From what we could tell, this transmission was commanding us to exit the train and go through customs, which we did, exiting Singapore, and receiving a number of stamps on our Malaysian entry cards. Eight hours later, when we next awoke from our slumbers, we were deep in Malaysia. It seems somehow, we had missed the official entry into Malaysia, and had made our way into the country without getting a stamp. We said a short prayer to the gods of immigration and customs, in hopes that this would not cause us trouble down the road, and fell back asleep, rocked by the rails, snaking our way through the Malaysian jungle toward Butterworth.
Butterworth was the end of the line, and the sun had already set when we packed up our things and climbed off the train. We followed our fellow passengers toward the ferry to Penang Island. So far, peninsular Malaysia felt very comfortable. The presence of moderate amounts of rubbish and less well maintained structures was comforting after the sterile polished exterior of Singapore. We were quite surprised to meet a school teacher from North Carolina, traveling with her two young children. It was one of our first clues that Malaysia would prove very safe and manageable. Most everyone we had yet encountered spoke very good English, and even public signage was almost always translated.
We were able to purchase tickets on the Penang ferry for about USD 0.35 and spent the ride over to the island gawking at the very developed, well lit island on which we were to spend the next three days and down at the brownish sea, which was quite visibly crowded with large white jellyfish, pushed aside by the hulking ferry. On the other side of the water, we mounted the cycles, and rode into the city. Penang was well lit, and festooned with red lanterns and banners in preparation for the upcoming Chinese New Year. As we had seen in Singapore, most everyone here appeared to be of either Han Chinese or Tamil descent. The sharp cheek-boned islander ethnicity we had seen so much of in Indonesia, Borneo, and even on the train ride to Butterworth seemed absent here. Perhaps this is what our Malaysian Bureau Chief, Smita Sharma, had meant when she described these as Chinese straights towns?

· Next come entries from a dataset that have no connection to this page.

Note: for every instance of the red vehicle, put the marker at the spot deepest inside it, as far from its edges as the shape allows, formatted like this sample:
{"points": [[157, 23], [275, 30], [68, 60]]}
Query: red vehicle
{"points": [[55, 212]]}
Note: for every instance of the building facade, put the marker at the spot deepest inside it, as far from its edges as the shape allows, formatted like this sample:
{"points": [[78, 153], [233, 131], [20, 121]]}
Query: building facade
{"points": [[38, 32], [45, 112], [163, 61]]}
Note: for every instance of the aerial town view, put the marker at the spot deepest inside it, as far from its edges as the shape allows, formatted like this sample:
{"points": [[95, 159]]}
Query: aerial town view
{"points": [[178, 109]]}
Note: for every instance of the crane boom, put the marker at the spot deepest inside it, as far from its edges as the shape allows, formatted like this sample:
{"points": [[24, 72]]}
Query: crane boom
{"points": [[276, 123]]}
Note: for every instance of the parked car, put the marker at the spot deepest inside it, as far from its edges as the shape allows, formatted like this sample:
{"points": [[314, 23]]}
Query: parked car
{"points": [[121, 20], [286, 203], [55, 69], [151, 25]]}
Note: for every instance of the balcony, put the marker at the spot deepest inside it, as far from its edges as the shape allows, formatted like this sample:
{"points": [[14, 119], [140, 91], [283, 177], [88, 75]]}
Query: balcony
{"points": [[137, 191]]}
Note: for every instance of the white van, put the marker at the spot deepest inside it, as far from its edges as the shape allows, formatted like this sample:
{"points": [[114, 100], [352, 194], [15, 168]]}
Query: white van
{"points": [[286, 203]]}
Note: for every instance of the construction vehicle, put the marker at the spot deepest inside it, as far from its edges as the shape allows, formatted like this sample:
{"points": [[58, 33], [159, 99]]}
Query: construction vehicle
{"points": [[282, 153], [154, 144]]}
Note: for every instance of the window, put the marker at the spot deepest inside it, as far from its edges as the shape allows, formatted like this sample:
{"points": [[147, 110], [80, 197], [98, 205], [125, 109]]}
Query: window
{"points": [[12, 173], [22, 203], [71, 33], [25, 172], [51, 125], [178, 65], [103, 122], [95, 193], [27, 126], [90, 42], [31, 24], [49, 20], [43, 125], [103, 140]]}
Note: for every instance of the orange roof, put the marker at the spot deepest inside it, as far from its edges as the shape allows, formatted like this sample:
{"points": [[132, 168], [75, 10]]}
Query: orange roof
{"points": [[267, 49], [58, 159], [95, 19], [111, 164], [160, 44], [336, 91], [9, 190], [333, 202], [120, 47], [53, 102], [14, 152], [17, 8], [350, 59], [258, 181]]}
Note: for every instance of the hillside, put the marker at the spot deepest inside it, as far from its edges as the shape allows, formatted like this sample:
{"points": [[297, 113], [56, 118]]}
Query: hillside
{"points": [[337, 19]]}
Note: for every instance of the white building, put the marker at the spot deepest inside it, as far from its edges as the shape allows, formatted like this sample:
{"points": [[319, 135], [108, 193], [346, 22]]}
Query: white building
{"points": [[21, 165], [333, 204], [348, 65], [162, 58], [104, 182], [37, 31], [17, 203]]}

Thanks to the ease of communication in Penang, we were easily able to find our way to the Hutton Lodge, an establishment that had been recommended to us by our most esteemed Malaysian Bureau. As would prove the rule, the recommendation was stellar, and the Hutton Lodge welcomed us with a clean room, a nice view of the courtyard, friendly staff, and promises of free breakfast with infinite coffee.
We dumped our belongings on the beds and quickly unfolded the speed TRs to head back out into the fray in search of food. Since we had slept all the way through the train ride, we were operating on just a few biscuits in the stomach, and even without having wheeled that day, we were starving. Luckily, as Smita had outlined for us, Penang was a food lover’s destination, sporting a new style of restaurant, which AsiaWheeling had not yet experienced. It was a kind of emergent restaurant, where the many cooks establish small kitchen stalls around a central seating area. Patrons are then issued a table in the seating area by some central authority and invited to peruse the surrounding stalls, from which the many cooks quite vocally tout their wares. Diners select foods that look appealing, order, and the food is brought to the table.
We feasted that night on fried chicken wings, a local fried noodle dish by the name of Char Koay Teow, and some strange medicinal soups from a Chinese vendor. With the exception of the soups, which were just a little too medicinal for our liking, the meal was delightful, and we climbed back on the bikes, ready to get a little shuteye after our long day of sleeping on the train.